Forecast: Mr. Mastracci is reluctant to make forecasts. “I don’t worry about that, because I’m a patient, long-term investor,” he says. “I think you have to be prepared for the good times and the bad times.”

While the current market is volatile, Mr. Mastracci says he has seen worse in his more than 40 years in the financial industry. He cites the market crash of 1987, the tech crash in 2000 and the financial crisis in 2008. This is all part of a normal cycle – to be expected, he says.

Furthermore, while other markets around the globe are enduring financial struggles, including the United States, China, Japan and the European Union, Mr. Mastracci said he will not alter his RRSP as a result.

“I’m happy with the targets that I’ve set. I’m happy with the goals and objectives that I have. I’ve got a total game plan and a total portfolio, and the RRSP is just part of the big picture,” he explains.

Basic investment strategy: Mr. Mastracci likes to make his RRSP contribution early in the calendar year, generally in the first two months, in order to start earning tax-sheltered compound returns as early as possible.

His 25-75 split in ETF-based equities and bonds, respectively, offers both quality and diversification, he says. He classifies himself as an investor willing to take calculated risks to achieve growth in his RRSP.

When selecting an ETF, “I want those that trade fairly briskly, so I am able to buy and sell as needed,” says Mr. Mastracci.

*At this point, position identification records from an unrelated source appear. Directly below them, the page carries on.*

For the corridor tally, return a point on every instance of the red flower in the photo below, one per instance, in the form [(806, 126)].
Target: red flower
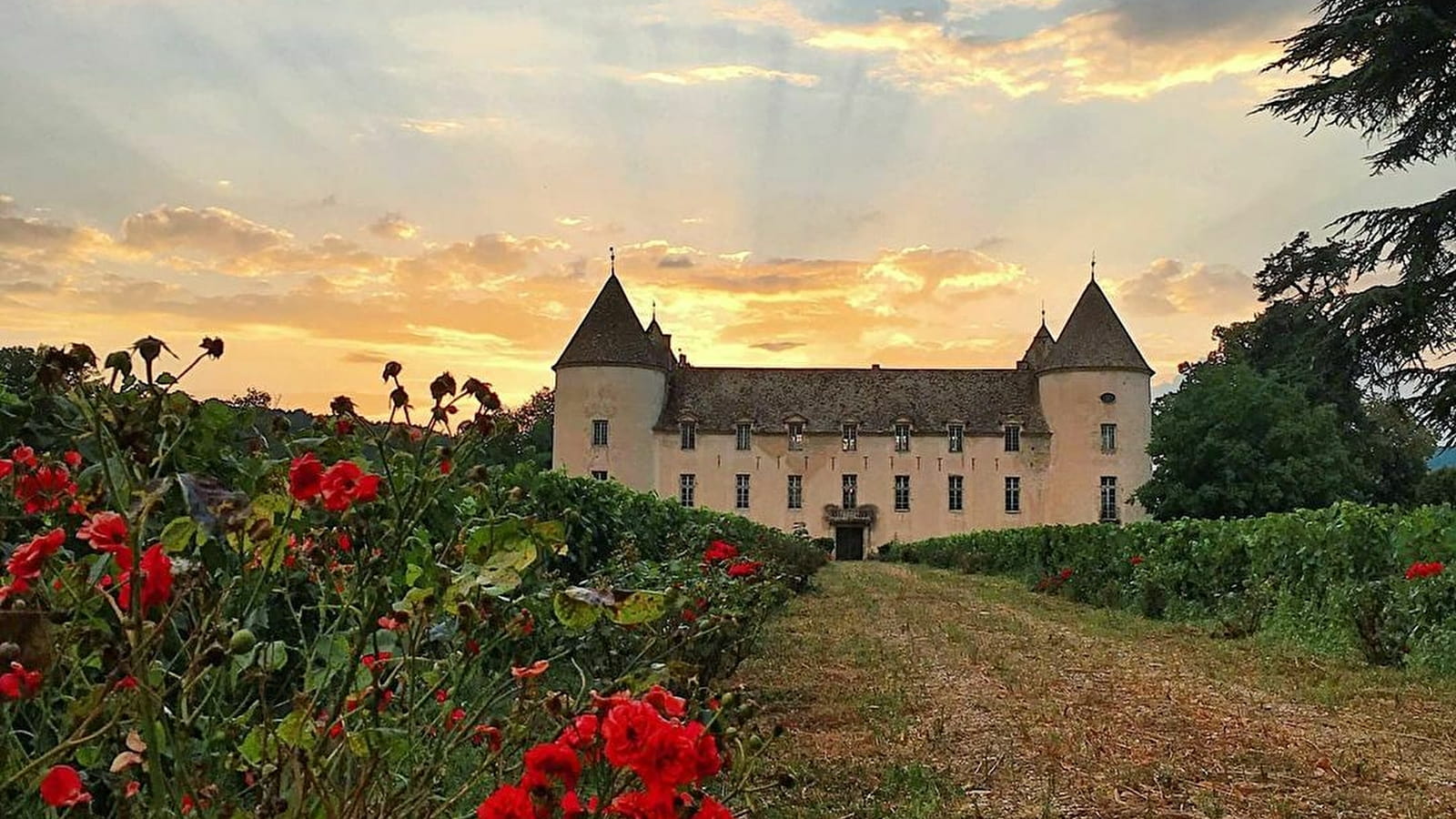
[(305, 475), (535, 669), (1424, 570), (550, 763), (376, 662), (62, 787), (720, 551), (106, 531), (46, 489), (18, 683), (346, 484), (26, 559), (509, 802), (744, 569)]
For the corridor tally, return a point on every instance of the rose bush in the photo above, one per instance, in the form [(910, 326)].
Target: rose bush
[(220, 612)]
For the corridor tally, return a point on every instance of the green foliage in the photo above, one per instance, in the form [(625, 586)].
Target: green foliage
[(1383, 69), (1234, 442), (1330, 577)]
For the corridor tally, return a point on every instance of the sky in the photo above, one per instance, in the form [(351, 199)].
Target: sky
[(791, 182)]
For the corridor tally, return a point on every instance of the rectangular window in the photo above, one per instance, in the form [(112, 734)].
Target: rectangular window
[(744, 436), (795, 435), (956, 438), (1108, 513), (1108, 438), (1012, 438), (956, 491), (902, 438)]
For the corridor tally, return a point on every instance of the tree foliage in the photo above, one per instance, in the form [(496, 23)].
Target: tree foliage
[(1234, 442), (1388, 69)]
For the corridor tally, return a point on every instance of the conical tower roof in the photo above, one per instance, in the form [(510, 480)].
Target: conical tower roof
[(1040, 347), (611, 336), (1094, 339)]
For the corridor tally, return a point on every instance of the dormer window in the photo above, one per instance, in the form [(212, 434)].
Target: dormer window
[(902, 436), (956, 438), (795, 435), (1012, 438)]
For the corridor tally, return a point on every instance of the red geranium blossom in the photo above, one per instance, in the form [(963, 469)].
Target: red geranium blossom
[(62, 787), (305, 475), (18, 682), (1424, 569), (46, 489), (106, 531), (548, 763), (509, 802), (346, 484), (720, 551), (535, 669)]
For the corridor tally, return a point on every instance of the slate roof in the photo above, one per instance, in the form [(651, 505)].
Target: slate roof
[(612, 336), (1096, 339), (982, 399)]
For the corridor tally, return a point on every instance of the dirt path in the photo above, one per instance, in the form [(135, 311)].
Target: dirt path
[(917, 693)]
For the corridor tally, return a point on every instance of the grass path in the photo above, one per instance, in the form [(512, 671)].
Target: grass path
[(922, 694)]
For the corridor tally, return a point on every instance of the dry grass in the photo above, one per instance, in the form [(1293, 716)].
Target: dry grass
[(921, 693)]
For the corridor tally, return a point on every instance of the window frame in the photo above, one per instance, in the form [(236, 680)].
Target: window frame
[(1108, 511), (956, 493), (1011, 436), (1012, 491), (956, 438), (795, 491), (1108, 439), (743, 433)]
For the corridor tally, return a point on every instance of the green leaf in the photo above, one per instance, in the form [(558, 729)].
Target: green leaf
[(638, 606), (178, 533), (574, 614)]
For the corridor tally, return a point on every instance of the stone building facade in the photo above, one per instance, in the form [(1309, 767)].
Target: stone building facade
[(864, 455)]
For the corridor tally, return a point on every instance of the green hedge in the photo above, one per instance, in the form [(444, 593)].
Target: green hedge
[(1331, 577)]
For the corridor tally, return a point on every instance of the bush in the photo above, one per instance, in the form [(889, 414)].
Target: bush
[(1354, 566)]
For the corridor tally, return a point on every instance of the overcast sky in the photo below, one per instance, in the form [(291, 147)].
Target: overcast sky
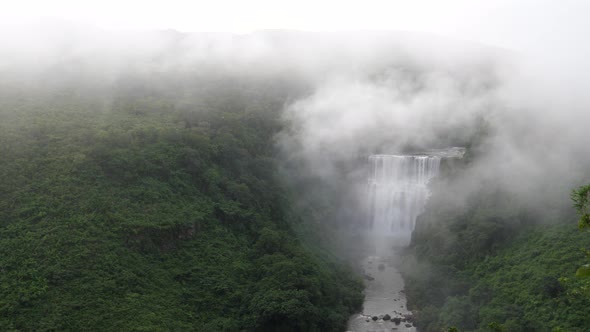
[(522, 25)]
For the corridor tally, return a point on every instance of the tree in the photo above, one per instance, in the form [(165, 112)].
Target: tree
[(581, 199)]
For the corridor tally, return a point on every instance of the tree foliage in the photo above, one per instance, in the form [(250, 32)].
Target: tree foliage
[(160, 211)]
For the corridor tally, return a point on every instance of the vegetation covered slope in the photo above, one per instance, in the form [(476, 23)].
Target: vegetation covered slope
[(154, 209), (487, 265)]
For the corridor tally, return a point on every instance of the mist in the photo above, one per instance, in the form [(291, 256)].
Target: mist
[(362, 93)]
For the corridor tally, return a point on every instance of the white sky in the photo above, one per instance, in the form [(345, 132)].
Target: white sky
[(525, 25)]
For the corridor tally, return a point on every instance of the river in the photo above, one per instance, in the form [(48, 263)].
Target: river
[(384, 295)]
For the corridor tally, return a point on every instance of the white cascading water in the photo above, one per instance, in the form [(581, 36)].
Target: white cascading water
[(398, 190)]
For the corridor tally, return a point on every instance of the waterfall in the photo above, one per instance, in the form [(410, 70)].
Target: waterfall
[(398, 190)]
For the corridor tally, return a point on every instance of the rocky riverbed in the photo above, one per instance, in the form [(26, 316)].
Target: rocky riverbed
[(384, 308)]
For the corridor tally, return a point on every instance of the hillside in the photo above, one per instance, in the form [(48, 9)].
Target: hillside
[(127, 212)]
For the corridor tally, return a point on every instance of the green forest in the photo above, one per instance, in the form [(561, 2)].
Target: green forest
[(494, 265), (141, 215)]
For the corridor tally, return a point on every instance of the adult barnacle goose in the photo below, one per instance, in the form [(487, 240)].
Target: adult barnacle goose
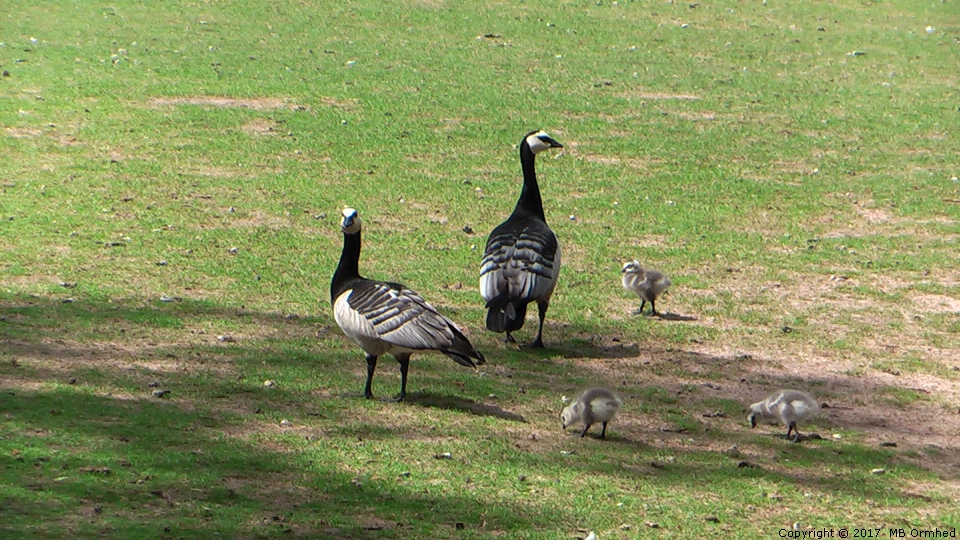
[(389, 318), (522, 258)]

He is a strong advocate for adhering to his original game plan and not reacting to short-term events such as market dips. In fact, if things go badly he might use the opportunity to buy more of what he is holding.

“I don’t sell just because something dropped or something went up. Every now and then I’ll take a little profit. I stay within my targets. When I put money in, the question then becomes, ‘Which one of my areas needs investment?’ I look at my targets and say, ‘Which one needs attention?’ Or ‘Which one needs rebalancing?’” he says.

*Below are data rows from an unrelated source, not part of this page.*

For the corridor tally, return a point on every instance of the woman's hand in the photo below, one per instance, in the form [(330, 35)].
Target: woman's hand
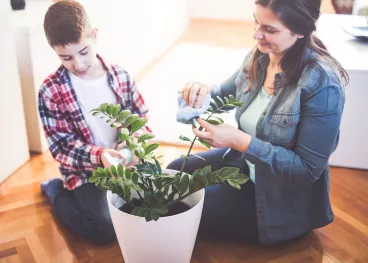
[(223, 136), (195, 92)]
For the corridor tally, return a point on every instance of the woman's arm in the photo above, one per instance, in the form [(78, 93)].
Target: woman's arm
[(317, 136)]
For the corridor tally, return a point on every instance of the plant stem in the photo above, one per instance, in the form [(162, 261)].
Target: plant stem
[(191, 146)]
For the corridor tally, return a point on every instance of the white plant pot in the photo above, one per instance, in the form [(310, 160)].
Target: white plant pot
[(168, 240)]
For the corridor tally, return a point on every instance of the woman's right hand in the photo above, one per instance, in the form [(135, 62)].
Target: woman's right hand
[(195, 92)]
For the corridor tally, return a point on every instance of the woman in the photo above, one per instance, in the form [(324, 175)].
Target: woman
[(293, 95)]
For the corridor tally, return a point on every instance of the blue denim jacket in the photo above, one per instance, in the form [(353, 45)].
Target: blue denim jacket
[(295, 137)]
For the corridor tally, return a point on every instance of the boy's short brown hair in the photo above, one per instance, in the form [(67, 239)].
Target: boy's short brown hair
[(66, 22)]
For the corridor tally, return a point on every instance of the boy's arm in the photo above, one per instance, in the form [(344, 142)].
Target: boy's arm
[(64, 144), (136, 104)]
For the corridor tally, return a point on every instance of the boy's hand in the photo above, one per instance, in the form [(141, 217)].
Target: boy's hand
[(120, 146), (113, 153)]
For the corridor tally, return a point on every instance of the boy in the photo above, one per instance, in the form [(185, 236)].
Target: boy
[(77, 139)]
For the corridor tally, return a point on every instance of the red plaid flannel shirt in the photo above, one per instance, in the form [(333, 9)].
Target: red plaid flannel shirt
[(70, 141)]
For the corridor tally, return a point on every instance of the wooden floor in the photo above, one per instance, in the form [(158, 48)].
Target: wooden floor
[(30, 233)]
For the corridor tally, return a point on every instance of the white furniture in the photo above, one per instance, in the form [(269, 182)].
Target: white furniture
[(352, 150), (13, 137)]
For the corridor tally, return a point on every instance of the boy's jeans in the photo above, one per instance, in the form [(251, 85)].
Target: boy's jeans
[(86, 212)]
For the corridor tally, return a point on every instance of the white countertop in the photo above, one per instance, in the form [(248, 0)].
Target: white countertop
[(348, 50)]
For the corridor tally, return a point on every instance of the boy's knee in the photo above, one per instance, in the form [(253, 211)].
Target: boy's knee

Mr. Mastracci takes a strategic view of what kind of investments should be held inside and outside of his RRSP. For example, he likes to hold dividend-based securities outside of the plan because they receive preferential tax treatment there. Fixed-income investments generally should go inside the RRSP because of its tax-sheltering abilities.

Mr. Mastracci conducts a comprehensive review of his RRSP annually, but he does not adjust it unless there is a good reason. “I don’t just tweak it for the sake of tweaking,” he stresses.

Having held an RRSP for about 40 years, Mr. Mastracci says he has learned some lessons about the importance of holding quality, diversified instruments, not sweating out every setback and taking a holistic, albeit sometimes detached, view of his portfolio.

“I don’t panic. I don’t get attached to investments. I know that some are going to disappoint, some are going to deliver. I’m not going to have 100 per cent all the time.”